The authors of the paper are [Suraj Ranganath](https://www.linkedin.com/in/suraj-ranganath/) and Atharv Ramesh.

It is an **adapter-only** release (PEFT). The full base model is not included and must be downloaded separately from Hugging Face.

---

## What is StealthRL?

**StealthRL** is a reinforcement learning framework for generating **adversarial paraphrases** that evade **multiple AI-text detectors** while preserving semantics.
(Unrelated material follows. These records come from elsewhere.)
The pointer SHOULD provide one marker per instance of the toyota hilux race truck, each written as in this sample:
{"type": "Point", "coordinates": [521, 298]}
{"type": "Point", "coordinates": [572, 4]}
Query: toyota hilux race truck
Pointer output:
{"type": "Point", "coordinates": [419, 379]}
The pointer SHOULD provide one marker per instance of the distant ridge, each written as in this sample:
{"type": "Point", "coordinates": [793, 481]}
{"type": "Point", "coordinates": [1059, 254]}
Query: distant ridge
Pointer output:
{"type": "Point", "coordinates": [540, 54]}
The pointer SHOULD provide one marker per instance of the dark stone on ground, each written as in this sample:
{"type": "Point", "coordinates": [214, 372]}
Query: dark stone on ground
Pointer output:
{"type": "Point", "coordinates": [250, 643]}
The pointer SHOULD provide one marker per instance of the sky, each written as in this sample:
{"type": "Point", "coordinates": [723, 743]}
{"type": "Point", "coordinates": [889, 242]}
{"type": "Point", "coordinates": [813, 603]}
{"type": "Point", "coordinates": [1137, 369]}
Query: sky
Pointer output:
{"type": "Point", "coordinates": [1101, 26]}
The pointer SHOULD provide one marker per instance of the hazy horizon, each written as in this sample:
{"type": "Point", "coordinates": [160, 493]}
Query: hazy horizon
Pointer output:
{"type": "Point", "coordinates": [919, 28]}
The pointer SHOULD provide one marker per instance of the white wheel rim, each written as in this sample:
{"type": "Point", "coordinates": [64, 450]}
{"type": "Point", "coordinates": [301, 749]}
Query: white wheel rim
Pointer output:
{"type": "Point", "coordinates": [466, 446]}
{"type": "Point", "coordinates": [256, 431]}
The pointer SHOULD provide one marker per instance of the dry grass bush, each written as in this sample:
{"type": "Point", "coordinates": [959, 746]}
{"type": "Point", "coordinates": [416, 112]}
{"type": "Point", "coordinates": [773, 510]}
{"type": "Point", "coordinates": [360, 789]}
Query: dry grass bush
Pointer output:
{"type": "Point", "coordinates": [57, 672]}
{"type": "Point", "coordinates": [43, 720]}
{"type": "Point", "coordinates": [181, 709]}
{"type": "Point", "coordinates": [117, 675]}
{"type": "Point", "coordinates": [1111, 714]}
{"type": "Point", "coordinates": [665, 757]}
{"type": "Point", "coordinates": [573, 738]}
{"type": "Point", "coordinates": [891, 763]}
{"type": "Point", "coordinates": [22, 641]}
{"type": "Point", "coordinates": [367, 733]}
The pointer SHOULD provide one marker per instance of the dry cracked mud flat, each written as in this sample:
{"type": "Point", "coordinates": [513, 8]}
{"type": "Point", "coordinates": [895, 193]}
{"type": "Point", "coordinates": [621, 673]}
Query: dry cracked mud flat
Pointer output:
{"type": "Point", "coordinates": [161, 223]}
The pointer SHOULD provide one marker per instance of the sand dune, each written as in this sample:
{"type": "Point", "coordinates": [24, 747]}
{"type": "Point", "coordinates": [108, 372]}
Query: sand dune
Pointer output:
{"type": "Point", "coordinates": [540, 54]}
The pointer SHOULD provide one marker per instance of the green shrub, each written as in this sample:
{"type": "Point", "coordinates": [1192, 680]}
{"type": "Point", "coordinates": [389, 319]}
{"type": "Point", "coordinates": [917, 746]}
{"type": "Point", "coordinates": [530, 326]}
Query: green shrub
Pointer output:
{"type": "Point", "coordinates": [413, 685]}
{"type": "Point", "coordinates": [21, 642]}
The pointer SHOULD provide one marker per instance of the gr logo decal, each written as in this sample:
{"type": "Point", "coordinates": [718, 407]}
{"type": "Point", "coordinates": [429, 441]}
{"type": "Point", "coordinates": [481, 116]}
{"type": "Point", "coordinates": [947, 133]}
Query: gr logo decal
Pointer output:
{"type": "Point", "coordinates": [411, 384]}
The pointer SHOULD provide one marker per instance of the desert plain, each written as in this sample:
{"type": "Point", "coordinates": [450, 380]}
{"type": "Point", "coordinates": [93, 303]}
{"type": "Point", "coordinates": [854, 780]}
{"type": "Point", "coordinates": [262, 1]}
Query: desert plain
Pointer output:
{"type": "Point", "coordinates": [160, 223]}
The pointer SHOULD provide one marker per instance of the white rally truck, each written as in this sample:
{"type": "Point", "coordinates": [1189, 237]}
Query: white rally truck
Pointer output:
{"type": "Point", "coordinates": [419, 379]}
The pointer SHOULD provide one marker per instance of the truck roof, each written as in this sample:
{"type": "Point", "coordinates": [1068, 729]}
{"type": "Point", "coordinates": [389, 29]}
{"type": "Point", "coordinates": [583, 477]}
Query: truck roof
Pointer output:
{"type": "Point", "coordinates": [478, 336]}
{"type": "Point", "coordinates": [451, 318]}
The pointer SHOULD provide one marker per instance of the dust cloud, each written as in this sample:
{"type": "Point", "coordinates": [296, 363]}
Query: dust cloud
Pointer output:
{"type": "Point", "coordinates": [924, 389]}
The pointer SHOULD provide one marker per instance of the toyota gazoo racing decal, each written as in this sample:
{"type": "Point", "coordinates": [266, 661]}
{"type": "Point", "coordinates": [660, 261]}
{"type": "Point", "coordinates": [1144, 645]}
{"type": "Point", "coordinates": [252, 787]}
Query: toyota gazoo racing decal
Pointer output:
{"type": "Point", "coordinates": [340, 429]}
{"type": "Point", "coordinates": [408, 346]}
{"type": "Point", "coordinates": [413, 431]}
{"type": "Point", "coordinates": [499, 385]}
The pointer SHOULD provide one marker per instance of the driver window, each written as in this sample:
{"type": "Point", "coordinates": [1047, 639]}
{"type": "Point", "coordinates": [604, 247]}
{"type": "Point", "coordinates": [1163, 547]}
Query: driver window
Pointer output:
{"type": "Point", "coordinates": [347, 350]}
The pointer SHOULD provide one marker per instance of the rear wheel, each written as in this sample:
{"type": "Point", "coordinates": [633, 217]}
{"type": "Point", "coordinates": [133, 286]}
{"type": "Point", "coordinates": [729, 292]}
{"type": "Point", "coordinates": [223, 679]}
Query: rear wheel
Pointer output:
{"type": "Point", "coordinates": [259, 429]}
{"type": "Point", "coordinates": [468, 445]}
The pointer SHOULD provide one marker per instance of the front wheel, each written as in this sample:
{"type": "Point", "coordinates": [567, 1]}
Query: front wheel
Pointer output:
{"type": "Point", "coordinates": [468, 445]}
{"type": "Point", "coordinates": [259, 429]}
Key contributions from the paper:
- StealthRL trains a **paraphrase policy** against a **multi-detector ensemble**
- Uses **Group Relative Policy Optimization (GRPO)** with **LoRA adapters** on **Qwen3-4B**
- Optimizes a **composite reward** that balances **detector evasion** with **semantic preservation**
- Evaluates transfer to a **held-out detector family**, suggesting shared vulnerabilities rather than detector-specific brittleness

Paper: [https://arxiv.org/abs/2602.08934](https://arxiv.org/abs/2602.08934)  
Code: [https://github.com/suraj-ranganath/StealthRL](https://github.com/suraj-ranganath/StealthRL)

---

## What’s in This Repository

| File | Description |
|-----|-------------|
| `adapter_model.safetensors` | LoRA adapter weights |
| `adapter_config.json` | PEFT adapter configuration |

---

## How to Use (Paraphrasing)

Install dependencies:

```bash
pip install transformers peft safetensors
```

Load the base model and apply the adapter:

```python
from transformers import AutoTokenizer, AutoModelForCausalLM
from peft import PeftModel
import torch

base_model = "Qwen/Qwen3-4B-Instruct-2507"
adapter_repo = "suraj-ranganath/StealthRL-Qwen3-4B-LORA" # Update with actual repo path if different

tokenizer = AutoTokenizer.from_pretrained(base_model, trust_remote_code=True)
model = AutoModelForCausalLM.from_pretrained(
    base_model,
    device_map="auto",
    trust_remote_code=True,
)
model = PeftModel.from_pretrained(model, adapter_repo)
model.eval()
```

### Example: paraphrase a passage (semantics-preserving rewrite)

```python
text = (
    "AI-text detectors are widely used, but they can be fragile when the text is paraphrased "
    "without changing the meaning."
)

prompt = f"""You are a paraphrasing assistant.
Rewrite the text to preserve meaning while changing wording and structure.
Avoid adding new facts.

TEXT:
{text}

PARAPHRASE:
"""

inputs = tokenizer(prompt, return_tensors="pt").to(model.device)

with torch.no_grad():
    out = model.generate(
        **inputs,
        max_new_tokens=200,
        do_sample=True,
        temperature=0.8,
        top_p=0.95,
    )

print(tokenizer.decode(out[0], skip_special_tokens=True))
```

**Tip:** If you are using this for detector robustness evaluation, generate multiple paraphrase candidates per input (vary temperature / sampling) and then score them with your detector suite.

---

## Associated Paper and Code

- **Paper (arXiv)**: [https://arxiv.org/abs/2602.08934](https://arxiv.org/abs/2602.08934)  
- **GitHub Repository**: [https://github.com/suraj-ranganath/StealthRL](https://github.com/suraj-ranganath/StealthRL)

---

## Citation

If you use this adapter or build on StealthRL, please cite:

```bibtex
@misc{ranganath2026stealthrlreinforcementlearningparaphrase,
      title={StealthRL: Reinforcement Learning Paraphrase Attacks for Multi-Detector Evasion of AI-Text Detectors},
      author={Suraj Ranganath and Atharv Ramesh},
      year={2026},
      eprint={2602.08934},
      archivePrefix={arXiv},
      primaryClass={cs.LG},
      url={https://arxiv.org/abs/2602.08934},
}
```

---

## Notes

- This repo provides **adapter-only** weights.